I recently Tweeted about the need for our Coalition government to stop dithering, and get on with building new nuclear power infrastructure. Someone Tweeted in reply “Yes, but who pays for it?”. I replied “Good question, but impossible to answer in a Tweet”. So let me try, if not to answer the question, at least to discuss it, here. The truth is, of course, that in the end the electricity consumer pays for it. But that leaves the question of how we structure the investment.
Tories (some of them) say they believe in free markets, and a small state, and limited government. UKIP really does believe in these things. And we hate nationalisation with a passion. All my life (or ever since I became aware of politics) I have argued for private enterprise and against state intervention.
So it’s caused me considerable distress to come up with a situation that challenges my settled view on this point.
The Coalition has decided that nuclear is an essential part of the UK energy mix. This is a widely-held view, and I agree with it. So the government has invited relevant companies to bid for new nuclear capacity, starting with Hinckley Point. Several companies looked at the prospect. Hitachi got cold feet. A couple of Chinese companies expressed interest, then withdrew. German nuclear companies E.On and RWE pulled out, after Merkel’s decision on nuclear power in their home market changed the shape of their balance sheets.
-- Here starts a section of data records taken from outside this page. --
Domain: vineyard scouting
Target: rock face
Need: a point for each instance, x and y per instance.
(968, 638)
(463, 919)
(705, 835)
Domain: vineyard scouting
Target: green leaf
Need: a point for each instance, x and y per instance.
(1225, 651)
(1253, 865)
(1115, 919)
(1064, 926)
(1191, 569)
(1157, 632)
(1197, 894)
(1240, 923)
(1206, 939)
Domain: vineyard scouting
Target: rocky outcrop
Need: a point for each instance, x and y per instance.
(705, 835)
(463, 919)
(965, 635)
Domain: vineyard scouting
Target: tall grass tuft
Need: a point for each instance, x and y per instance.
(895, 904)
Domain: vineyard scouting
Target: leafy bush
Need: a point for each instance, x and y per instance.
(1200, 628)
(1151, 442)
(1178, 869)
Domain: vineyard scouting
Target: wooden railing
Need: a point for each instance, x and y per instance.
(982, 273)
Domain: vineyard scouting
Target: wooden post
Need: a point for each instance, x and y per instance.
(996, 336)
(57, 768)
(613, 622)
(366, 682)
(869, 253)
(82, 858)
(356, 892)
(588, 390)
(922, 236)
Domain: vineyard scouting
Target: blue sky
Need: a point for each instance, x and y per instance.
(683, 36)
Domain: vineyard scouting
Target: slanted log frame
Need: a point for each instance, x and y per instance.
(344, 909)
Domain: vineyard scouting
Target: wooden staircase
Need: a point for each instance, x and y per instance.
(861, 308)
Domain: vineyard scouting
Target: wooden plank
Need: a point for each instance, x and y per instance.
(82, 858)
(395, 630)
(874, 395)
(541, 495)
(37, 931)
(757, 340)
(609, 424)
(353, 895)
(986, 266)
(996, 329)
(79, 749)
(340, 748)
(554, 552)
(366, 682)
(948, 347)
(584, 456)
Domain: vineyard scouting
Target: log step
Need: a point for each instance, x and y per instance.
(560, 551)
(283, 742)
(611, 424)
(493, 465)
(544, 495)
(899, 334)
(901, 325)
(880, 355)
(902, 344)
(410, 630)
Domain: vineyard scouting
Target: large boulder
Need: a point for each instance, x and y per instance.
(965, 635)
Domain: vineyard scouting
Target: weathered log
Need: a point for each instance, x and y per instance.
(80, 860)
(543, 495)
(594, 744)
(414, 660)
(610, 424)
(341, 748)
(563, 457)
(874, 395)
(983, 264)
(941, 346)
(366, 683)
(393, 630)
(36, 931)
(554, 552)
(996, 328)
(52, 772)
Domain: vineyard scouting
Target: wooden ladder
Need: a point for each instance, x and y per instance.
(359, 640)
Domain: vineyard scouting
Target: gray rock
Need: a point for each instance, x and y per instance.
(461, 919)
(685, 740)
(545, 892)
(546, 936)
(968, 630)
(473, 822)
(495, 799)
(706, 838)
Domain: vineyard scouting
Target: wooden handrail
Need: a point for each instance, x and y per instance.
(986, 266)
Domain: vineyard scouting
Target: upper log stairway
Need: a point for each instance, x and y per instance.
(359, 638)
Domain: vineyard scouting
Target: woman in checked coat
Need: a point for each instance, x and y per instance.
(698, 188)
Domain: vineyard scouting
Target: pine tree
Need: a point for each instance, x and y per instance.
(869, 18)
Centrica pulled out of a proposed joint deal with the French company EDF in February. EFD is still — just about — in talks with the British government, but has made it clear that its interest is lukewarm, and that it will back off unless offered eye-watering terms.
So how do we engage with the free market, in an open and competitive bidding process, when we have exhausted all the possible bidders, and the last remaining one seems to be exploiting what appears to be a monopoly supplier position? And why are they so reluctant anyway?
On the second question, I think a key issue is regulatory uncertainty. We have the extreme response of Angela Merkel to the Fukushima incident. Running scared of green opinion at home, she rashly decided to close the German nuclear fleet — a decision which she and the German people will come to regret. As a consequence, Germany is now building or refurbishing 25 coal-fired power stations, setting at defiance the EU’s posturing on CO2 emissions. Who will invest £14 billion with a sixty-year time-horizon, when they may be closed down on a whim?
Less radical but equally worrying is the constant regulatory chopping and changing, the interference of politicians in market pricing. The EU introduced its wretchedly convoluted Emissions Trading Scheme, which by itself added great uncertainty to pricing in the energy market. Then, concerned that their new scheme was failing to deliver, they tried (so far without success, but they’ll try again) to tamper with it in a process called “backloading“.
Meantime in the UK, George Osborne has responded to the low ETS emissions price by arbitrarily and unilaterally introducing a “Carbon Floor Price” over and above the ETS structure, thereby shooting himself (and British industry) in the foot. Admittedly the carbon floor price might arguably support low-emission nuclear, but Osborne’s action perfectly illustrates the huge level of regulatory uncertainly.
So how do we respond to what appears to be a market failure in this case? What if the choice in the end is between a nationalised nuclear industry, and no nuclear industry at all? I consulted an extremely sound free market thinker in the USA for advice. Several questions were suggested, and I’ve tried to think them through.
1. Is there a reasonable alternative to this form of energy? There must be other energy technologies in the mix, but there is a strong consensus (shared by UKIP) that we need a significant proportion of nuclear.
2. Can another provider be found internationally and brought it to compete against EDF? The government has done its best, and it seems the answer may be “NO”.
3. If EDF thinks that the government may go it alone, will they come to the table on more reasonable terms? Again, we have to wait and see, but it looks increasingly doubtful.
Since these alternatives seem to be blocked, it may be time to bite the bullet and think the unthinkable. Perhaps in order to ensure Britain’s energy supply for the next generation, we have to contemplate the possibility of a state-owned industry.